So proclaims Paul Mero, President of the Sutherland Institute, a conservative think tank in Utah.  And, he’s referring to the two sides in the so called “gay rights” debate, one that encompases the most basic of civil rights and the so called fundamental right to genderless marriage.  The Salt Lake Tribune published Mero’s thoughts in an article entitled Too Complicated to find Common Ground Apparently Mr. Mero and some Equality Utah folks (I love the names of these organizations)  have been having an ongoing series of debates, either through email and/or in an actual physical face off, where, as the article describes, the gloves came off:

Four months later, Mero warned the crowd at his debate with Equality Utah members at the University of Utah Law School that he might be offensive, or, as he put it, “intentionally provocative.”

And he was. He said gay and transgendered people come from a “very immature emotional frame of reference,” pick from a menu of “umpteen” gender options, “play house,” live an “illusion.”

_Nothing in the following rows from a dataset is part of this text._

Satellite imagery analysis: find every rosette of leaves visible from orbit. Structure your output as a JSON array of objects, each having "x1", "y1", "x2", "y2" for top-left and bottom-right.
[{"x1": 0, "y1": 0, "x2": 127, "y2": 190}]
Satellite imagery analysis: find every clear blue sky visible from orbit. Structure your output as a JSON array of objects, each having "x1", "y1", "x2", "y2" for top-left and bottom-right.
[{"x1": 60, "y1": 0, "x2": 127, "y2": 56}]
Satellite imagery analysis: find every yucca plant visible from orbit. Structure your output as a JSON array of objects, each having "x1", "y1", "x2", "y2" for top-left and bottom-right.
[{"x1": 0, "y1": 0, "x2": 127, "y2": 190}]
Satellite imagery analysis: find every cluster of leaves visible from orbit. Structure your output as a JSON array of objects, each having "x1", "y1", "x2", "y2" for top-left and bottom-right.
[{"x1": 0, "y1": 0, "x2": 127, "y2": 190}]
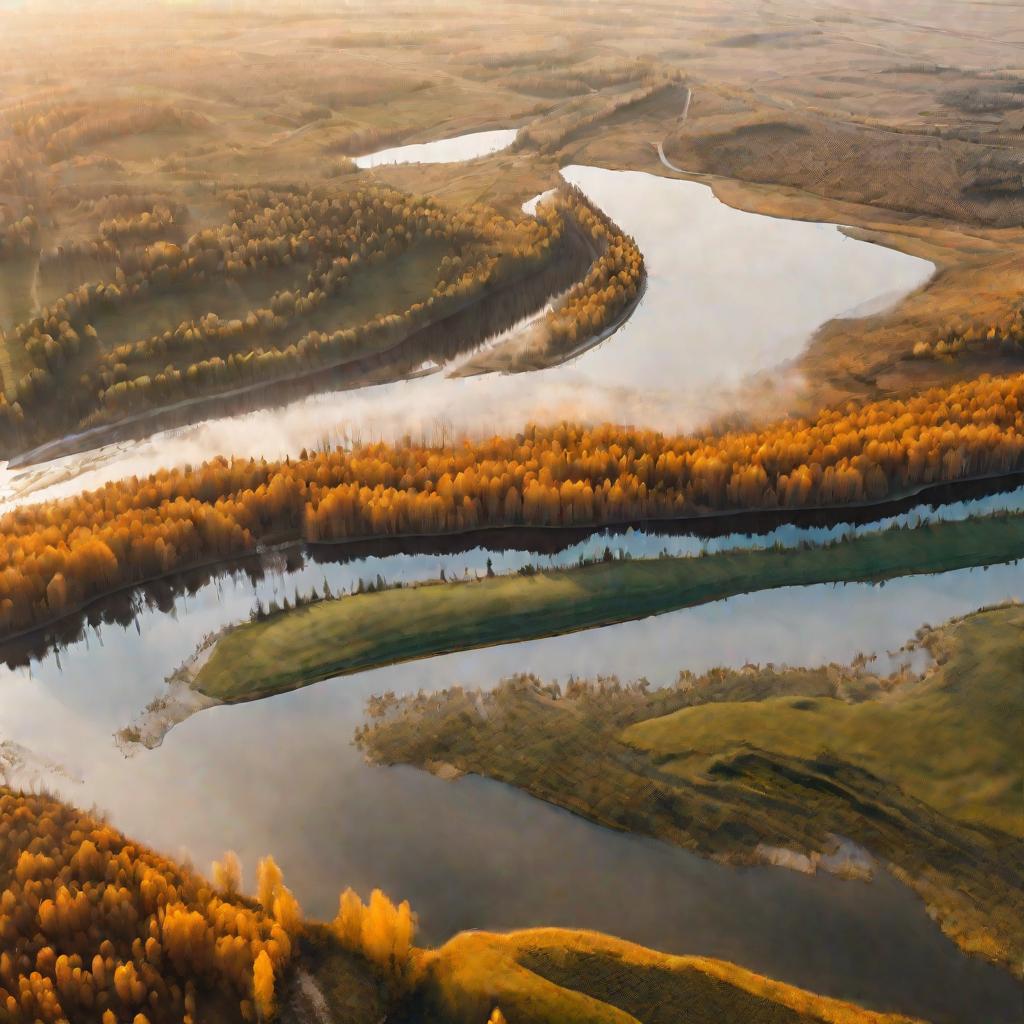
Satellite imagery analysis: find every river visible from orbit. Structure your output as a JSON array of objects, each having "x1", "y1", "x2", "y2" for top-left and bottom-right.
[
  {"x1": 0, "y1": 133, "x2": 1024, "y2": 1024},
  {"x1": 0, "y1": 159, "x2": 934, "y2": 504},
  {"x1": 0, "y1": 565, "x2": 1024, "y2": 1022}
]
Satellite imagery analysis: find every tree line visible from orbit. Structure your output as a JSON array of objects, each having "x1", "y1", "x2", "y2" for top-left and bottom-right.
[
  {"x1": 0, "y1": 374, "x2": 1024, "y2": 634},
  {"x1": 912, "y1": 305, "x2": 1024, "y2": 359},
  {"x1": 545, "y1": 186, "x2": 646, "y2": 354},
  {"x1": 0, "y1": 787, "x2": 301, "y2": 1024},
  {"x1": 0, "y1": 187, "x2": 564, "y2": 444}
]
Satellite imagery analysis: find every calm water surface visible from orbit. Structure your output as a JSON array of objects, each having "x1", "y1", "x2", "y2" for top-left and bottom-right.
[
  {"x1": 0, "y1": 565, "x2": 1024, "y2": 1021},
  {"x1": 0, "y1": 166, "x2": 934, "y2": 512},
  {"x1": 355, "y1": 128, "x2": 519, "y2": 170}
]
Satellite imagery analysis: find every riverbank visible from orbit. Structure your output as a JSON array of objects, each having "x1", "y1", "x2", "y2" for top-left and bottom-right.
[
  {"x1": 357, "y1": 605, "x2": 1024, "y2": 977},
  {"x1": 194, "y1": 515, "x2": 1024, "y2": 702}
]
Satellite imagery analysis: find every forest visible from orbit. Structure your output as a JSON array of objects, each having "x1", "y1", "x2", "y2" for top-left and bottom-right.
[
  {"x1": 0, "y1": 785, "x2": 909, "y2": 1024},
  {"x1": 0, "y1": 375, "x2": 1024, "y2": 634},
  {"x1": 0, "y1": 785, "x2": 428, "y2": 1024},
  {"x1": 0, "y1": 186, "x2": 643, "y2": 456}
]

“The gloves must come off,” he said.

The question is: Why?

Proposition 8, apparently.

It seems Proposition 8 has taken on a life of its own.  Of course, the best time to have had this debate was before last November–but still it rages on–even in the most socially and religiously conservative of venues, Utah.  I don’t know exactly what to make of Mr. Mero’s words.  They do seem harsh–but perhaps it’s because since Proposition 8 and the incredibly infantile response by some fringe elements of the “gay community” some folks have been afraid to speak their mind.  And, certainly the intent of the unprecedented response to Proposition 8’s passage was to have a chilling effect on people who have a difference of opinion with those who champion genderless marriage as a basic fundamental constitutional right.

Despite his  harshness, I think there are grains of truth in what he says.  And, frankly his speech is just as constitutionally protected, if not more so than some the Proposition 8 aftermath that passed for political protest and speech.  And, it was this aftermath that has disturbed Mr. Mero:

Angry about the gay community’s protests, boycotts and “extortion” of the LDS Church, Mero turned condescending and nasty, steaming with the emotion he so despises in the other side. Still, the next day, he sent an e-mail to his opponents inviting them to “continue to talk.”

Mero insists his behavior is consistent. He’s a self-styled compassionate conservative who thrives on heady debate with the other side. Certainly not a homophobe or a “gay-hater.”

But you’ll understand if gay-rights activists feel burned.

“The anti-church stuff after Prop 8 really set him off,” says Sen. Scott McCoy, a Salt Lake City Democrat. “He is like a totally different person.” . . .

Mero’s theory turns on the question: Does it benefit society? As in: Gay sex doesn’t benefit society, so there’s no point in debating gay rights.

Well, so there you have it:  Separate realities and no common ground.  The more I see this “debate” play out, the more accurate that characterization seems to become.